Saturday, August 18, 2012

Speak Up Saturday–TOS Review–I Don’t Have Enough Faith…

Speak Up Saturday

For this review, I received two products: I Don’t Have Enough Faith to Be an Atheist and the accompanying workbook both from Apologia Press.

Sample Chapter
Table of Contents

To some, the concept of having faith in a higher power or a set of religious beliefs is nonsensical. Indeed, many view religion in general, and Christianity in particular, as unfounded and unreasonable. Norman Geisler and Frank Turek argue, however, that Christianity is not only more reasonable than all other belief systems, but is indeed more rational than unbelief itself. With conviction and clear thinking, Geisler and Turek guide readers through some of the traditional, tested arguments for the existence of a creator God. They move into an examination of the source of morality and the reliability of the New Testament accounts concerning Jesus. The final section of the book deals with a detailed investigation of the claims of Christ. This volume will be an interesting read for those skeptical about Christianity, as well as a helpful resource for Christians seeking to articulate a more sophisticated defense of their faith.

Sample Chapter
Table of Contents
Introducing Apologia’s first apologetics curriculum for high school students! Based on Norman Geisler and Frank Turek’s best-selling book I Don’t Have Enough Faith to Be an Atheist, this study will prepare teens and young adults to defend their Christian faith with boldness and effectiveness. During this course, your student will tackle the question of absolute truth, demolish the follies of postmodernism, debunk moral relativism, and march logically and surely toward the inescapable truths of the Christian faith.

I have not yet read the entire book, but I’m looking forward to doing so. Already, within the introduction and first few chapters, I’m intrigued and interested to see the authors flesh out their points. It reminds me a lot of other apologetics books that I have read in it’s logical progression, but is different enough that it is still interesting. The introduction lays out clearly where the book is going, which I really appreciate. I feel like this book would be good for anyone who is willing and able to read it.

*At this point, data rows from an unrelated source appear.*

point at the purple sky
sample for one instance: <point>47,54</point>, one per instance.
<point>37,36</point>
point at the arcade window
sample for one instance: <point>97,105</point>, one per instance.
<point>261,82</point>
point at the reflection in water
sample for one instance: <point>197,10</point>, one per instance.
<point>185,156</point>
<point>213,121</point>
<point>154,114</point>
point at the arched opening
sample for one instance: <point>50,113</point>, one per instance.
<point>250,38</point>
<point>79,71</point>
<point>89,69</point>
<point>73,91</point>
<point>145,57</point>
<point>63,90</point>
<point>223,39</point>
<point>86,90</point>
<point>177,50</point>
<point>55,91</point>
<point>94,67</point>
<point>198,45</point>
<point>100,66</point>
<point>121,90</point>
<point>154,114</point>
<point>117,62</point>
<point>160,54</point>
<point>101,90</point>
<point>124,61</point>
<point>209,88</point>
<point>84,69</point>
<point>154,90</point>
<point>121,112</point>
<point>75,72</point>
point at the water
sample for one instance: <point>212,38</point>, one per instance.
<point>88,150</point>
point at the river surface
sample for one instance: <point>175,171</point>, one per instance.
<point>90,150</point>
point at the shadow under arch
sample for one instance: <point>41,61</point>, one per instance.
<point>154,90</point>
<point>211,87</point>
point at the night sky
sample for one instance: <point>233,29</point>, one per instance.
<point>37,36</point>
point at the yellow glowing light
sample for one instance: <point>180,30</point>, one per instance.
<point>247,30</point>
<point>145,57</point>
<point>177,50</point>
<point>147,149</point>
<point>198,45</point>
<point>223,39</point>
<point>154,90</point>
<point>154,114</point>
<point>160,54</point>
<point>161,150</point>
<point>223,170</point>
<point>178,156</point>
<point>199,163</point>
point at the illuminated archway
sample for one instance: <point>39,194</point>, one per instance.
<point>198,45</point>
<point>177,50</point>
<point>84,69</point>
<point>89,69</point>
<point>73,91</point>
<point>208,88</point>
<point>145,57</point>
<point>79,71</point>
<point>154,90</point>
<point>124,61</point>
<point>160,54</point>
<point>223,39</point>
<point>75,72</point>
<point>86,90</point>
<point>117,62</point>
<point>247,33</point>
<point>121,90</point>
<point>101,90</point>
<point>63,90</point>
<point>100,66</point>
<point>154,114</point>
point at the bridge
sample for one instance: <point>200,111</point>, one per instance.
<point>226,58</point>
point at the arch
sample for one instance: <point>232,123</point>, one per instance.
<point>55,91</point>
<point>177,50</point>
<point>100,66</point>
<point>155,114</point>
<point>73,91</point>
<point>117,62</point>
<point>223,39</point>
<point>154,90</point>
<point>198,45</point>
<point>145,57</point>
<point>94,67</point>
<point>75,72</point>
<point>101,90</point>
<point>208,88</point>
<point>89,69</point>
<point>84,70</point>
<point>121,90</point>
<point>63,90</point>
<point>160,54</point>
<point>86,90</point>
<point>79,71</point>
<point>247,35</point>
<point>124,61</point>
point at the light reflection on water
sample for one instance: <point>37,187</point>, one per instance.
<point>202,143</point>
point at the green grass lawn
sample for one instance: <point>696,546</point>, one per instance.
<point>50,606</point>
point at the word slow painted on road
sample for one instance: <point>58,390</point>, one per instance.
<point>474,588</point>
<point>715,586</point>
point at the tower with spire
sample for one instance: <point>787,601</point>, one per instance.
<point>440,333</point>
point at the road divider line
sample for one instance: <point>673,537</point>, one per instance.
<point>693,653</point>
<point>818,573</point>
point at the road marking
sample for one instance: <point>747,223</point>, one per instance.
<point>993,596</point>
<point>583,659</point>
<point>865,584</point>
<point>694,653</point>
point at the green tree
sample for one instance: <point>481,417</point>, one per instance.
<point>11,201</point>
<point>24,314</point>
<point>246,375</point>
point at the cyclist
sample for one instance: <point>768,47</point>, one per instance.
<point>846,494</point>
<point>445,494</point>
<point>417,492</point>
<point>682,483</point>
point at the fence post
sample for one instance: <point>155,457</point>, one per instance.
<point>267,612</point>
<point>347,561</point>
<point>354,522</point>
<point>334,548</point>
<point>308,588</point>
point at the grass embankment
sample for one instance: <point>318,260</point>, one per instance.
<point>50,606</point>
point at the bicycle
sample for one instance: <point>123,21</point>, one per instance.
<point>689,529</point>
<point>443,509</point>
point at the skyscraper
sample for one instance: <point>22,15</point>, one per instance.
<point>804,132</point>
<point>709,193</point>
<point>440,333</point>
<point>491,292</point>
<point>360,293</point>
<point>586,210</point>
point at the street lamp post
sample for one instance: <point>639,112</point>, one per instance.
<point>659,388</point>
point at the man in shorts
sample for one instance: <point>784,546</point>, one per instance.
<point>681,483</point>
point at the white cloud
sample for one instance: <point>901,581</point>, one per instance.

The authors make an excellent point in the introduction:

There’s a difference between proving a proposition and accepting a proposition. We might be able to prove Christianity is true beyond reasonable doubt, but only you can choose to accept it. Please consider this question to see if you are open to acceptance: If someone could provide reasonable answers to the most significant questions and objections you have about Christianity – reasonable to the point that Christianity seems true beyond a reasonable doubt – would you then become a Christian? Think about that for a moment. If your honest answer is no, then your resistance to Christianity is emotional or volitional, not merely intellectual. no amount of evidence will convince you because evidence is not what’s in your way – you are. In the end, only you know if you are truly open to the evidence for Christianity.

So, whether you are already a believer looking to deepen your understanding of the truth, or a seeker thinking about the truth claims of Christianity and the Bible, this is a good place to find answers.

The workbook is written for high school students and you can tell, it doesn’t really provide any thought provoking questions, more just provides reading comprehension questions. If you have a hard time remembering and processing what you’ve read this would be a good resource. However, for me, it would just be time consuming busy work. Again, though, I think it has a place.

This set is 4 star material. The book is well thought out, yet easy enough to read. The workbook would be great for the correct audience.


The book retails for $16 and the workbook is $33 from Apologia Press.



Disclosure of Material Connection: I received this product through The Old Schoolhouse Homeschool Crew in exchange for my honest opinion. I was not required to write a positive review. The opinions I have expressed are my own.